The change in cost of reasoning models reflected a one-time step up in most circumstances where the field collectively turned on inference-time scaling by using the same reasoning techniques. At the same time as the reasoning model explosion, the size of models reaching users in parameter count has all but stagnated. This is due to diminishing returns in quality due to scaling parameters — it’s why OpenAI said GPT 4.5 wasn’t a frontier model and why Gemini never released their Ultra model class. The same will come for reasoning tokens.
While diminishing returns are hitting reasoning token amount for serial streams, we’re finally seeing large clusters of Nvidia’s Blackwell GPUs come online. The costs for models seem well on path to level out and then decrease as the industry develops more efficient inference systems — the technology industry is phenomenal at making widely used products far cheaper year over year. The costs that’ll go up are the agents that are enabled by these reasoning models, especially with parallel inference, such as the Claude Code clones or OpenAI’s rumored Pro products.
What we all need is a SemiAnalysis article explaining how distorted standard tokenomics are for inference with tools and if tools substantially increase variance in implementations. People focus too much on the higher token costs from big models with long context lengths, those are easy to fix with better GPUs, while there are many other costs such as search indices or idle GPU time waiting for tool execution results.
When we look at a modern reasoning model, it is easy to fixate on the thinking token aspects that give the models their name. At the same time, search and execution are such fundamental primitives to modern language models that they can rightfully stand on their own as pillars of modern AI. These are AI systems that substantially depend on the quality of the complex inference stack far more than getting the right YOLO run for the world’s best model weights.
The cause of thinking, searching, and acting all being looped in as a “reasoning model” is that this inference-time scaling with meandering chains of thought was the technological innovation that made both search and execution far more functional. Reasoning was the step change event that set these three as technology standards.

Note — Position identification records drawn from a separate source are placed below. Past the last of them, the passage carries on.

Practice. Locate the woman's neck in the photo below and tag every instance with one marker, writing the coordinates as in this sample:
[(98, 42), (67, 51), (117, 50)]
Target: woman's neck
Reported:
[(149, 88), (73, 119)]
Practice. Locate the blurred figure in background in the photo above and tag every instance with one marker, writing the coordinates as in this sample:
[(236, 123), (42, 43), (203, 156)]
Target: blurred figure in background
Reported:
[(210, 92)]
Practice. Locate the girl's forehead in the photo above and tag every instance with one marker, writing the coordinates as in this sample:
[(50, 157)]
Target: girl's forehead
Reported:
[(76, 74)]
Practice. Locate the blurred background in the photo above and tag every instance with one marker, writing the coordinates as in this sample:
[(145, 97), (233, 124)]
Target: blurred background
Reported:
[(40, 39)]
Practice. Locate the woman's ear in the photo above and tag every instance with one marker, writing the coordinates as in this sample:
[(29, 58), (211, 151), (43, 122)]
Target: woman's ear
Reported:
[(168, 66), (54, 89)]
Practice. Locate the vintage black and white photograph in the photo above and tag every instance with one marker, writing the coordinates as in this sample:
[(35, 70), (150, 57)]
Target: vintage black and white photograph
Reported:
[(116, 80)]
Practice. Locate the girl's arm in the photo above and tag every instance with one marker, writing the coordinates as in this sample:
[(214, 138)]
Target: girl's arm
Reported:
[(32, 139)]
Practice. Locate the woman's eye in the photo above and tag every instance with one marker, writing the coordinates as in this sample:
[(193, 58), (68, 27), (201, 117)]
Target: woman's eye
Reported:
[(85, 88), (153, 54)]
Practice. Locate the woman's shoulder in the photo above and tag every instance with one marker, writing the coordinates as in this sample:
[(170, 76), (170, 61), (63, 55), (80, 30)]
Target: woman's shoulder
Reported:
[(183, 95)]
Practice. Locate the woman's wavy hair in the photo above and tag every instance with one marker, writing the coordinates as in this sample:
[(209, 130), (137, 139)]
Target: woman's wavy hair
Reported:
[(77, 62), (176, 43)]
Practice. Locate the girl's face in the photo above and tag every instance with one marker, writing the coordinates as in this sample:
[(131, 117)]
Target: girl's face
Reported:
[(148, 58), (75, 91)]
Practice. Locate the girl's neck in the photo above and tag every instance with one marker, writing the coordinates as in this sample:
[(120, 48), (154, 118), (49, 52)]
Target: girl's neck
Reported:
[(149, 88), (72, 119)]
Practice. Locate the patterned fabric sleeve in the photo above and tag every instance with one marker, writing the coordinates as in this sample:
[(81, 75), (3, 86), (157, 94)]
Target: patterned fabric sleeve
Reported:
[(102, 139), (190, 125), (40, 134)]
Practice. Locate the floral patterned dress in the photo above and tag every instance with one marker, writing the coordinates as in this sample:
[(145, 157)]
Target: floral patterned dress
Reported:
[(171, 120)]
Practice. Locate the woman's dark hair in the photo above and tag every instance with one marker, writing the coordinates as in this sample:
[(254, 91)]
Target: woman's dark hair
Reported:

The industry is in its early days of building out fundamental infrastructure to enable them, which manifests as the early days of language model agents. The infrastructure pairs deterministic computing and search with the beauty, power, and flexibility of the probabilistic models we fell in love with via ChatGPT. This reasoning model layer is shaping up to be the infrastructure that underpins the greatest successes of the future technology industry.
Barring the unpredictable scientific breakthrough in architecture.